Noah and Science

The ever incisive David Brin has a recent post on his blog, Noah, the Tower of Babel… and Science, which, somewhat analogously to the scientific argument (see previous post) that DNA analysis undermines the idea of a literal Adam and Eve being the ancestors of all humanity, explores the idea that Noah’s Ark preserved enough creatures to have generated the diversity of life we see on Earth today.

He acknowledges that challenging the plausibility of the Noah’s Ark story is like “shooting fish in a barrel”. Still, it’s fun to think these kinds of things through, just for those people inclined to take the Noah story literally, yet who might be inclined to understand reason. Brin:

Let’s say the entire human population, including guiltless babies, were drowned in a fit of angry pique by a questionably-balanced deity who was not setting a very good parental example, that’s for sure. And let’s further posit that the wives of Noah’s three sons must replenish the Earth with humans. Less than ten generations later, you have cities and Babel-towers being built. What’s the math on that?

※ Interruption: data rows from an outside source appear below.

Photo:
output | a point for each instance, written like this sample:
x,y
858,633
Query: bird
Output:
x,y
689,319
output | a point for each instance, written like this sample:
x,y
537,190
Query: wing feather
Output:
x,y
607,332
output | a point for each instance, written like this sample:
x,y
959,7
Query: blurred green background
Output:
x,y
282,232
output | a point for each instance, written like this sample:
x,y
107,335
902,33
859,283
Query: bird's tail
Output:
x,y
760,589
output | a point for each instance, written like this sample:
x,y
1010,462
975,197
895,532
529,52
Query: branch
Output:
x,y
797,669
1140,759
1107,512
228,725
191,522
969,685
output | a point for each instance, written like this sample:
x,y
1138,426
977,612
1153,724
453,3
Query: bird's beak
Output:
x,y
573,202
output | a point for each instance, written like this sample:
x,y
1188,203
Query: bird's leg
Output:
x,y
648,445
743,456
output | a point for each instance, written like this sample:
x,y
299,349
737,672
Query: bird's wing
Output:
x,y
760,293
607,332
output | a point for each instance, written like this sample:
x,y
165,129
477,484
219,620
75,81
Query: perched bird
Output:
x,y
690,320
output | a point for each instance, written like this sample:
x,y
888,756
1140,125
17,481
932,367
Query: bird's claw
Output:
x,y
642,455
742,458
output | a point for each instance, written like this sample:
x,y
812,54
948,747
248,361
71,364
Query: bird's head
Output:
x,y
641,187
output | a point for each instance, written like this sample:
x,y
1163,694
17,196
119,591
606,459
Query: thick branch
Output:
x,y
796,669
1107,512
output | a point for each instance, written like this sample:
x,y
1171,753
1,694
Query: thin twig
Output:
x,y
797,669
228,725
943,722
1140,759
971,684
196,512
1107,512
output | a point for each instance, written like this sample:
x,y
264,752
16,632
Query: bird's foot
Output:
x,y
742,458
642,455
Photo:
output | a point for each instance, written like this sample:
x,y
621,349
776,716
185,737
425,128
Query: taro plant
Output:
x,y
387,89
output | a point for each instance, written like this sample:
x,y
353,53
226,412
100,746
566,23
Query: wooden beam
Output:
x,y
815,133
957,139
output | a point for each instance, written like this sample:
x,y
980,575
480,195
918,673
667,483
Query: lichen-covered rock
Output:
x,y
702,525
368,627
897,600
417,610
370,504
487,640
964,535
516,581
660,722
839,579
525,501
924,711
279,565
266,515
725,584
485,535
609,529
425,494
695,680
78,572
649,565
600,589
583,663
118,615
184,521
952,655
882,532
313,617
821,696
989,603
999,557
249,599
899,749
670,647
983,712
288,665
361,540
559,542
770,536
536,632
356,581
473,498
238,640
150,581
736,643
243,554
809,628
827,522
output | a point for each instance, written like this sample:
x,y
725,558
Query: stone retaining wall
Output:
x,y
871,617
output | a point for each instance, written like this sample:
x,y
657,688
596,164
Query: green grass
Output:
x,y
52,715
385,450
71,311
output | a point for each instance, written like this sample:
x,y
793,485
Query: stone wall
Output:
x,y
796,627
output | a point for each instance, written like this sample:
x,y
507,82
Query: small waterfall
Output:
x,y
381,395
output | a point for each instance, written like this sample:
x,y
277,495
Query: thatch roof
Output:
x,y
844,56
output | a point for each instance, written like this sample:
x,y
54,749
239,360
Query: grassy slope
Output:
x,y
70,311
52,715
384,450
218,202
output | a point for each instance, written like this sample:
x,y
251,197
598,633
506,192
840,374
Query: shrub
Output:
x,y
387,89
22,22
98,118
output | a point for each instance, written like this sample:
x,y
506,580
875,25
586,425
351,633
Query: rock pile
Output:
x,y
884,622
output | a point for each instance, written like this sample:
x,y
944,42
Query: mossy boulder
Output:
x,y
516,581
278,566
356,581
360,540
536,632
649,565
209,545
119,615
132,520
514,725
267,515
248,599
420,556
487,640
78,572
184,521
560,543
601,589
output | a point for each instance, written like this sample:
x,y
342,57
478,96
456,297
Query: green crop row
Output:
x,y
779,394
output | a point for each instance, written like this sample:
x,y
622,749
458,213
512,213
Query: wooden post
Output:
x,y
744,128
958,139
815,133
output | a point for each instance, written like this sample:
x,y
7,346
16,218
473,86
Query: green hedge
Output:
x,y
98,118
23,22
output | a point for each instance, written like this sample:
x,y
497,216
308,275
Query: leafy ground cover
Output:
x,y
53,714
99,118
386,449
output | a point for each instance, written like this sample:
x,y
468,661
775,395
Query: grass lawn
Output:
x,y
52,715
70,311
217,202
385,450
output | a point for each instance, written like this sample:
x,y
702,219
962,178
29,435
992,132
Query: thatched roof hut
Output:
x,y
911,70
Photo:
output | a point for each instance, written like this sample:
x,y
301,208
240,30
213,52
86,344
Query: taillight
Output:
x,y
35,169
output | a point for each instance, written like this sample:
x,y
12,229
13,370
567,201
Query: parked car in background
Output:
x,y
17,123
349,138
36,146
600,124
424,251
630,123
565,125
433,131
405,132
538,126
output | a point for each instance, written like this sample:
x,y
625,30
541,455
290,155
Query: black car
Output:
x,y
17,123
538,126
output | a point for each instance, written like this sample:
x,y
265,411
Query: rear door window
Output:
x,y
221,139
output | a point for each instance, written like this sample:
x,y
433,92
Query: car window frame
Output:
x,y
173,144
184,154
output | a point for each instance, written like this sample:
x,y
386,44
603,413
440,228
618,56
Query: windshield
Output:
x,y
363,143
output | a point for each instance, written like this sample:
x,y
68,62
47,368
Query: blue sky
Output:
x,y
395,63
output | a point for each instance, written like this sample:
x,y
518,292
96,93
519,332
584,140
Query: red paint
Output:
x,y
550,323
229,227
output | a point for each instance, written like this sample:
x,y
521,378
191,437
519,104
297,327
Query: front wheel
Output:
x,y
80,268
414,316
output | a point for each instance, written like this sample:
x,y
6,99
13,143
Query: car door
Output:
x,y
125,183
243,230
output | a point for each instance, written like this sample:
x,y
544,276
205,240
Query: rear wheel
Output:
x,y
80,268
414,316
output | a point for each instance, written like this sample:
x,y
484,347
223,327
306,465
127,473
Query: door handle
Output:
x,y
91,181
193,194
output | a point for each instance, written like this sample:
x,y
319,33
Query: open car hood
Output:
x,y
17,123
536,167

He speculates on the consequences of a very generous estimate of 10 surviving offspring per woman. In 10 generations, you get 10 million people. He goes on, discussing rival estimates of populations at the time of the Tower of Babel, and why that successful birthrate must have ended (since it’s not true today, or in any recent history).

But of course, the same quandaries afflict any other faith that insists on interpreting the legends of illiterate shepherds as physically precise accounts…

…instead of allegories that still convey powerful lessons, to this day.